Monotonic increasing and convergence in measure

Question

If for each $n\in\mathbb{N}$, $f_n$ is monotonic increasing on [0,1] and $f_n\rightarrow f$ in measure, then $f_n\rightarrow f$ at every x at which f is continuous. I'm not sure whether this is right or not. Also I don't have any idea to deal with it.

Answer 1

If $x$ is allowed to be either of the endpoints, it is not true: take $f=1$, $f_n(x)=x^{1/n}$, this will not converge at $0$.
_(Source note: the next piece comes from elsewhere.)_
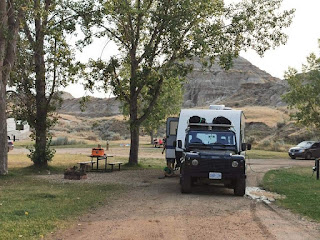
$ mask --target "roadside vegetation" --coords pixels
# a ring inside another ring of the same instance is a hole
[[[30,162],[30,159],[29,159]],[[112,200],[123,187],[38,179],[34,167],[0,176],[0,239],[39,239]],[[63,176],[61,176],[63,177]]]
[[[320,222],[320,181],[312,176],[311,168],[272,170],[266,173],[263,187],[285,195],[276,203],[291,211]]]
For interior points it is true. Suppose $\exists x, \epsilon$ s.t. $f$ is continuous at $x$ and $\forall n$ $|f_n(x)-f(x)|>\epsilon$. Take $\delta$ s.t. $|f(y)-f(x)|\leq \epsilon/2$ for all $y$ s.t. $|y-x|\leq\delta$, and take $N$ s.t. $$\lambda(z:|f_N(z)-f(z)|>\epsilon/2)<\delta/2.\tag{1}$$ Now either $f_N(x)>f(x)+\epsilon$ or $f_N(x)<f(x)-\epsilon$. In the first case notice that for all $y\in[x,x+\delta]$, $$f_N(y)\geq f_N(x)>f(x)+\epsilon\geq f(y)+\epsilon/2.$$ contradicting (1). The other case is symmetric (this is where we use that $x$ is in the interior).